Saya duduk di pojok belakang ruang duka yang penuh dengan para pelayat. Dari kejauhan, kesedihan dan kehilangan tampak jelas di wajah istri almarhum. Saya memang tak mengenalnya secara pribadi. Saya mengenal almarhum suaminya ketika beliau menjadi rohaniwan di gereja suami saya.
Almarhum meninggal dalam usia muda setelah berjuang melawan kanker. Semangat hidup dan perjuangannya sangat menginspirasi. Tapi malam itu, kesaksian dan penuturan sang istri, yang mencoba tetap tegar berdiri di samping peti mati, menggetarkan hati saya.
Ia mengisahkan secuplik kisah perjuangan suaminya dalam melawan kanker. Suaranya tegas dan sangat tenang. Namun duka tak terbendung ketika ia mengisahkan percakapannya dengan sang suami menjelang ajal menjemput, “Apa yang harus saya lakukan kalau kamu tiada? Saya harus bagaimana?”

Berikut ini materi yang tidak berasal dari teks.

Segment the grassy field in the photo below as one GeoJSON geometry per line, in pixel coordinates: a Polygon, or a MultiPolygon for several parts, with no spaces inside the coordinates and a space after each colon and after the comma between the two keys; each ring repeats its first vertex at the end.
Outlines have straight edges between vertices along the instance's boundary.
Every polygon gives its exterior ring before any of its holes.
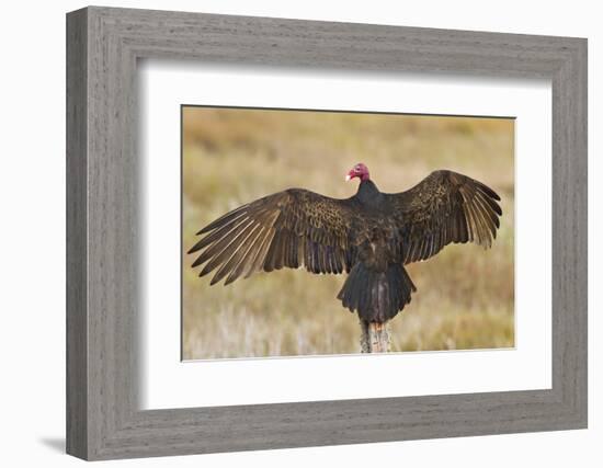
{"type": "Polygon", "coordinates": [[[418,292],[391,321],[392,351],[514,344],[513,121],[185,107],[183,110],[183,355],[185,359],[360,350],[357,317],[335,299],[343,275],[258,273],[209,286],[185,251],[195,232],[243,203],[298,186],[335,197],[362,161],[384,192],[435,169],[478,179],[502,197],[494,246],[448,246],[408,266],[418,292]]]}

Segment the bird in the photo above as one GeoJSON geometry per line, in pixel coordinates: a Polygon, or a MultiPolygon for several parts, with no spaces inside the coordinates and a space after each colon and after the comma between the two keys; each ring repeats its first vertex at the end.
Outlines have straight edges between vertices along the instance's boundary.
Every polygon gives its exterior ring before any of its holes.
{"type": "Polygon", "coordinates": [[[337,295],[367,323],[391,320],[417,287],[405,266],[450,243],[490,248],[500,227],[500,196],[486,184],[436,170],[400,193],[380,192],[360,162],[345,180],[360,180],[349,198],[287,189],[235,208],[209,222],[189,254],[214,285],[255,272],[305,267],[348,276],[337,295]]]}

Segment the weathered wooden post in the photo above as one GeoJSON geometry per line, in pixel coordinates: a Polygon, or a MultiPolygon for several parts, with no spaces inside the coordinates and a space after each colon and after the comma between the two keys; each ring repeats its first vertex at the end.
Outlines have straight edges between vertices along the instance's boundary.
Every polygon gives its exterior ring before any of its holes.
{"type": "Polygon", "coordinates": [[[360,326],[360,345],[362,353],[389,352],[389,321],[377,323],[361,319],[360,326]]]}

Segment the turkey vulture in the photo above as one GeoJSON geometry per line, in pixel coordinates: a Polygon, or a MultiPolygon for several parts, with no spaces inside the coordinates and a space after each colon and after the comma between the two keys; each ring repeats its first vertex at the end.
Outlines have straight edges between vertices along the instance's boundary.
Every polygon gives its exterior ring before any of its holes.
{"type": "Polygon", "coordinates": [[[412,189],[382,193],[365,164],[356,194],[339,199],[288,189],[240,206],[197,235],[189,251],[211,284],[254,272],[305,266],[311,273],[348,273],[338,299],[366,322],[383,323],[410,303],[417,288],[405,265],[426,260],[448,243],[489,248],[500,226],[500,197],[456,172],[432,172],[412,189]]]}

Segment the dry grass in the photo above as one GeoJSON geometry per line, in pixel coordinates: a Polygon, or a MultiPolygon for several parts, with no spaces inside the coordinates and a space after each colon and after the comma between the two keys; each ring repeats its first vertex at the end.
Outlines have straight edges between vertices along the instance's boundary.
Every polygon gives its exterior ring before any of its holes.
{"type": "MultiPolygon", "coordinates": [[[[346,197],[359,161],[384,192],[435,169],[466,173],[502,197],[491,250],[450,246],[409,265],[418,287],[391,322],[394,351],[513,346],[513,122],[186,107],[183,247],[217,216],[289,187],[346,197]]],[[[359,351],[357,319],[335,299],[342,275],[284,270],[209,287],[183,252],[184,358],[343,354],[359,351]]]]}

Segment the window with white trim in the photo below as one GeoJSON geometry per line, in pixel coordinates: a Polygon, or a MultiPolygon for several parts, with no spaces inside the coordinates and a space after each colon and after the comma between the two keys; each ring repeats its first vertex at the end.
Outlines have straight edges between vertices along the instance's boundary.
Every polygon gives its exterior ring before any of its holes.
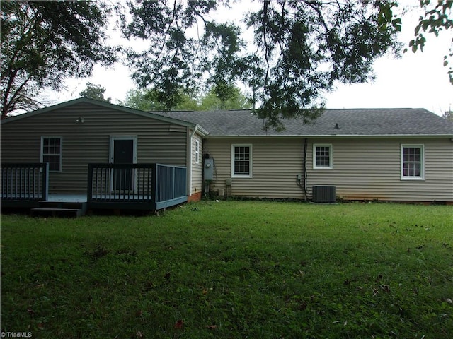
{"type": "Polygon", "coordinates": [[[195,164],[200,162],[200,141],[195,140],[195,164]]]}
{"type": "Polygon", "coordinates": [[[251,144],[231,145],[231,177],[239,178],[252,177],[251,144]]]}
{"type": "Polygon", "coordinates": [[[313,145],[313,168],[321,170],[331,170],[332,164],[332,145],[331,144],[314,144],[313,145]]]}
{"type": "Polygon", "coordinates": [[[401,179],[425,178],[423,145],[401,145],[401,179]]]}
{"type": "Polygon", "coordinates": [[[62,138],[41,137],[41,162],[49,163],[50,172],[62,172],[62,138]]]}

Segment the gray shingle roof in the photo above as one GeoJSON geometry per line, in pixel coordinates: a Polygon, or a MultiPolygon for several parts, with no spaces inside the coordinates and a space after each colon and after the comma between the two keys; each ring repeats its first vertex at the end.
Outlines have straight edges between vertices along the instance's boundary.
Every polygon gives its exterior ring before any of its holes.
{"type": "Polygon", "coordinates": [[[453,123],[424,109],[326,109],[312,124],[304,124],[299,119],[283,120],[286,129],[281,132],[265,131],[263,119],[250,110],[154,113],[198,124],[210,136],[453,136],[453,123]]]}

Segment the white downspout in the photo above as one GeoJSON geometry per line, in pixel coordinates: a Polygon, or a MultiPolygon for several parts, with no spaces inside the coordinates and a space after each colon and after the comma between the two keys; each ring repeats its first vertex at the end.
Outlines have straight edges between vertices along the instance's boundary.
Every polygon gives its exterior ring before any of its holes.
{"type": "Polygon", "coordinates": [[[195,135],[195,133],[197,133],[197,130],[198,129],[198,124],[195,125],[195,128],[193,129],[193,131],[190,133],[189,138],[190,138],[190,141],[188,143],[189,145],[189,150],[188,150],[188,154],[189,154],[189,166],[188,167],[188,175],[189,176],[189,179],[188,180],[188,183],[189,184],[189,187],[188,187],[188,198],[189,196],[190,196],[192,195],[192,165],[193,165],[193,162],[192,162],[192,139],[193,138],[193,136],[195,135]]]}

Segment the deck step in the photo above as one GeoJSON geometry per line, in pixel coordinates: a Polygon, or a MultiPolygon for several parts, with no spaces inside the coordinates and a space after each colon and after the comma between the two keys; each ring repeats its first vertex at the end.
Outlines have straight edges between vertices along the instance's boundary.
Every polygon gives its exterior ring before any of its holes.
{"type": "Polygon", "coordinates": [[[80,217],[84,214],[82,208],[58,208],[55,207],[38,207],[31,209],[34,216],[80,217]]]}

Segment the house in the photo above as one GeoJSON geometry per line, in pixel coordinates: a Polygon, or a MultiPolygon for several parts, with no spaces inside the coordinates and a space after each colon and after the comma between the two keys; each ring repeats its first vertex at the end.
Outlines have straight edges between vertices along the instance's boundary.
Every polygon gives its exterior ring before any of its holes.
{"type": "Polygon", "coordinates": [[[275,131],[250,110],[149,113],[86,98],[10,117],[2,207],[76,198],[88,209],[158,210],[203,191],[453,203],[453,124],[425,109],[326,109],[284,123],[275,131]]]}
{"type": "Polygon", "coordinates": [[[453,203],[453,124],[423,109],[326,109],[280,132],[251,111],[161,114],[209,132],[220,195],[453,203]]]}
{"type": "Polygon", "coordinates": [[[9,117],[1,121],[2,207],[72,199],[91,205],[82,209],[154,210],[200,199],[207,134],[197,124],[87,98],[9,117]]]}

Keheningan kemudian menyeruak dan memenuhi seisi ruangan. Dengan mengusap air mata yang tak terbendung, sang istri berusaha untuk menguatkan diri untuk melanjutkan.
“Saya memegang tangannya yang makin kurus. Saya menunggu ia menjawab. Dengan senyumnya yang lebar itu ia mengatakan, ‘Lakukan hal yang membuatmu bahagia. Kamu selalu suka mengajar, kamu bisa mencari sekolah dan menjadi guru di sana. Suasana baru mungkin menjadi energi segar untuk kamu terus melangkah. Kamu bisa tetap tinggal di sini, di gereja ini. Orang-orang yang sudah kamu kenal, suasana yang nyaman untukmu, dan kenangan kita juga bisa mendorongmu untuk membuka lembaran baru. Apapun pilihanmu, aku ingin kamu terus melanjutkan hidup. Hidupku mungkin segera berakhir, tapi hidupmu masih panjang. Isilah dengan kebahagiaan.’

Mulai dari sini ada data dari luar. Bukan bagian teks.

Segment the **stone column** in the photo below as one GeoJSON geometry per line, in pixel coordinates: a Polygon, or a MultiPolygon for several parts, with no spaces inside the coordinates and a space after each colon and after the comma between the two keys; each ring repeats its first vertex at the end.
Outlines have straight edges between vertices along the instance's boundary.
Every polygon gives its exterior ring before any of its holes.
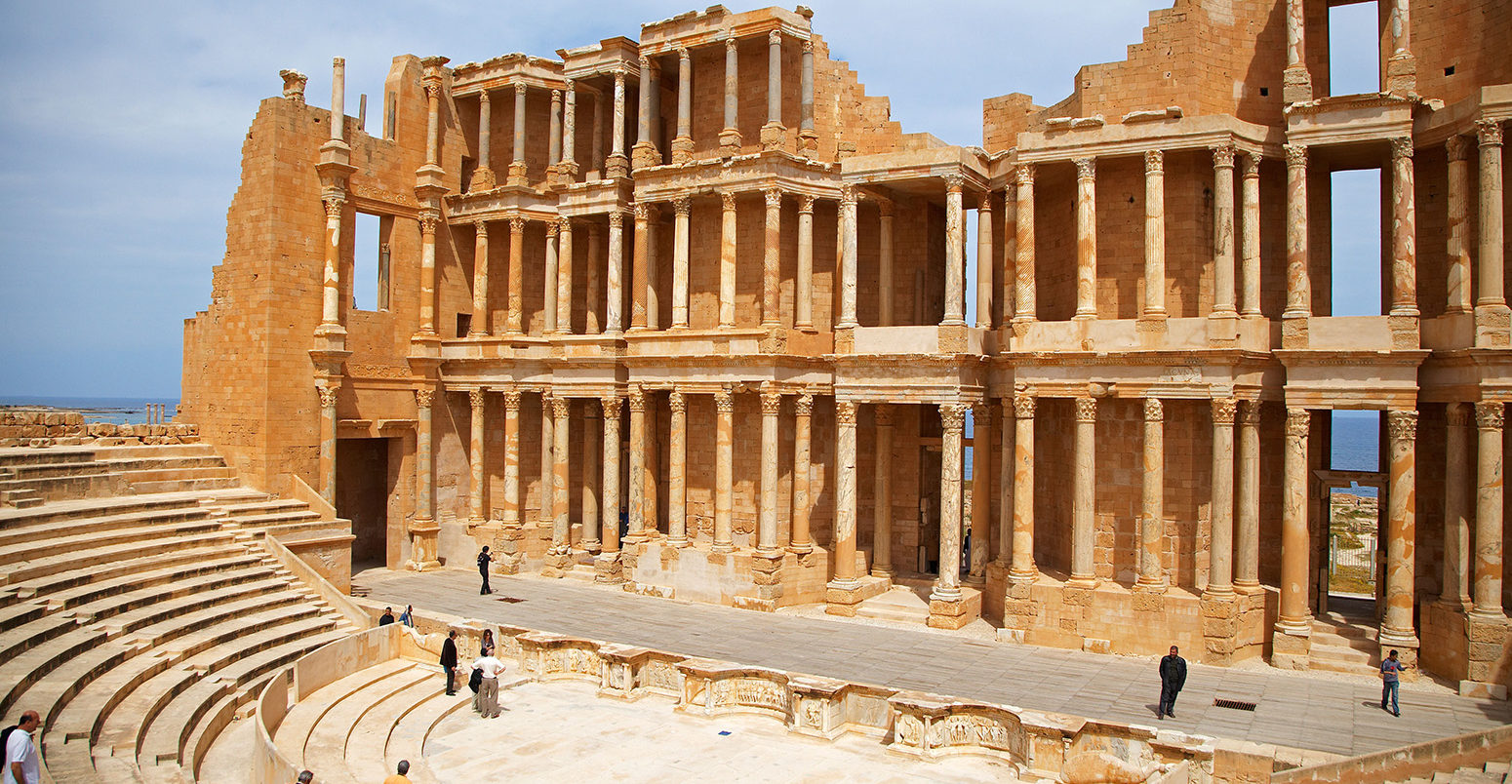
{"type": "Polygon", "coordinates": [[[782,325],[782,190],[767,189],[767,248],[761,269],[761,325],[782,325]]]}
{"type": "Polygon", "coordinates": [[[780,150],[788,128],[782,124],[782,33],[767,33],[767,124],[761,127],[761,148],[780,150]]]}
{"type": "Polygon", "coordinates": [[[609,213],[609,261],[605,267],[603,331],[618,335],[624,329],[624,213],[609,213]]]}
{"type": "Polygon", "coordinates": [[[1077,397],[1075,465],[1070,473],[1070,580],[1067,585],[1098,585],[1092,547],[1098,502],[1098,400],[1077,397]]]}
{"type": "Polygon", "coordinates": [[[470,440],[467,444],[469,468],[472,470],[470,482],[467,485],[467,524],[482,526],[484,524],[484,506],[482,506],[482,485],[485,482],[484,474],[484,450],[482,450],[482,417],[484,417],[484,393],[487,390],[467,390],[467,400],[472,403],[472,427],[470,440]]]}
{"type": "Polygon", "coordinates": [[[1287,408],[1287,452],[1281,495],[1281,612],[1276,631],[1306,637],[1308,610],[1308,424],[1305,408],[1287,408]]]}
{"type": "Polygon", "coordinates": [[[688,400],[676,388],[667,394],[671,409],[667,456],[667,544],[688,545],[688,400]]]}
{"type": "Polygon", "coordinates": [[[1476,403],[1476,607],[1470,615],[1501,619],[1501,402],[1476,403]]]}
{"type": "Polygon", "coordinates": [[[1418,316],[1411,136],[1391,139],[1391,314],[1418,316]]]}
{"type": "Polygon", "coordinates": [[[871,576],[892,577],[892,406],[874,405],[872,424],[877,434],[875,473],[872,473],[877,497],[872,502],[875,512],[871,529],[871,576]]]}
{"type": "Polygon", "coordinates": [[[525,171],[525,82],[514,83],[514,150],[513,160],[510,160],[510,180],[511,186],[528,186],[525,171]]]}
{"type": "Polygon", "coordinates": [[[1015,169],[1018,195],[1013,199],[1018,210],[1018,225],[1013,257],[1013,320],[1033,322],[1037,305],[1034,302],[1034,165],[1021,163],[1015,169]]]}
{"type": "Polygon", "coordinates": [[[1145,509],[1139,526],[1139,580],[1136,588],[1166,589],[1161,548],[1166,541],[1166,408],[1160,397],[1145,399],[1145,509]]]}
{"type": "Polygon", "coordinates": [[[1387,411],[1387,434],[1391,438],[1391,479],[1387,488],[1387,613],[1380,621],[1382,654],[1387,648],[1417,648],[1418,644],[1412,624],[1412,610],[1417,607],[1417,411],[1387,411]]]}
{"type": "Polygon", "coordinates": [[[473,225],[473,320],[467,337],[488,335],[488,222],[473,225]]]}
{"type": "Polygon", "coordinates": [[[1213,553],[1204,595],[1234,594],[1234,414],[1232,397],[1213,400],[1213,553]]]}
{"type": "Polygon", "coordinates": [[[1077,159],[1077,314],[1098,317],[1098,159],[1077,159]]]}
{"type": "Polygon", "coordinates": [[[1243,162],[1238,311],[1259,316],[1259,154],[1244,153],[1243,162]]]}
{"type": "Polygon", "coordinates": [[[835,580],[856,588],[856,403],[835,402],[835,580]]]}
{"type": "MultiPolygon", "coordinates": [[[[1468,302],[1467,302],[1468,304],[1468,302]]],[[[1470,604],[1470,403],[1448,403],[1444,438],[1444,580],[1438,600],[1458,610],[1470,604]]]]}
{"type": "MultiPolygon", "coordinates": [[[[691,140],[689,140],[691,144],[691,140]]],[[[673,199],[673,239],[671,239],[671,328],[688,328],[688,210],[692,199],[680,196],[673,199]]]]}
{"type": "Polygon", "coordinates": [[[692,56],[677,47],[677,137],[671,140],[674,166],[692,160],[692,56]]]}
{"type": "Polygon", "coordinates": [[[1259,592],[1259,400],[1238,403],[1238,495],[1234,588],[1259,592]]]}
{"type": "Polygon", "coordinates": [[[777,554],[777,415],[782,394],[767,388],[761,393],[761,518],[756,551],[777,554]]]}
{"type": "Polygon", "coordinates": [[[940,326],[966,326],[966,225],[962,221],[960,174],[945,175],[945,319],[940,326]]]}
{"type": "MultiPolygon", "coordinates": [[[[1300,0],[1288,0],[1299,3],[1300,0]]],[[[1282,319],[1312,316],[1312,282],[1308,272],[1308,148],[1284,145],[1287,151],[1287,310],[1282,319]]]]}
{"type": "Polygon", "coordinates": [[[960,462],[966,424],[963,403],[940,403],[940,574],[930,603],[960,600],[960,462]]]}
{"type": "Polygon", "coordinates": [[[841,186],[841,319],[836,329],[860,326],[856,322],[856,189],[841,186]]]}
{"type": "Polygon", "coordinates": [[[520,391],[503,391],[503,526],[520,527],[520,391]]]}
{"type": "Polygon", "coordinates": [[[336,505],[336,388],[339,381],[316,384],[321,396],[321,497],[336,505]]]}
{"type": "MultiPolygon", "coordinates": [[[[989,307],[990,310],[990,307],[989,307]]],[[[971,406],[971,551],[966,582],[986,585],[992,539],[992,405],[971,406]]]]}
{"type": "Polygon", "coordinates": [[[720,131],[720,156],[732,157],[741,151],[741,77],[739,44],[735,33],[724,36],[724,128],[720,131]]]}
{"type": "Polygon", "coordinates": [[[714,551],[735,550],[730,508],[735,494],[735,397],[729,388],[714,393],[714,551]]]}
{"type": "Polygon", "coordinates": [[[510,310],[503,316],[503,331],[513,335],[525,331],[525,219],[510,219],[510,310]]]}
{"type": "Polygon", "coordinates": [[[813,396],[800,394],[792,405],[792,544],[788,550],[807,553],[813,550],[809,538],[809,434],[813,421],[813,396]]]}
{"type": "Polygon", "coordinates": [[[798,273],[792,281],[792,326],[813,329],[813,196],[798,198],[798,273]]]}
{"type": "Polygon", "coordinates": [[[556,252],[556,331],[572,334],[572,218],[558,219],[556,252]]]}
{"type": "Polygon", "coordinates": [[[1145,319],[1166,317],[1166,154],[1145,153],[1145,319]]]}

Ia tak lagi mampu melanjutkan. Ia terisak dan terus berusaha menyeka air mata. Puluhan pasang mata yang ada di ruangan itu juga basah, merasakan duka dan kehilangan yang dalam.
“Hari ini adalah hari terakhir saya melihat tubuhnya. Saya mungkin tak bisa lagi memeluknya, tak bisa lagi menatap wajahnya. Tetapi saya memilih untuk memakai semangat hidupnya, mengingat pesan-pesan terakhirnya, dan melanjutkan langkah dengan kenangan tentangnya.”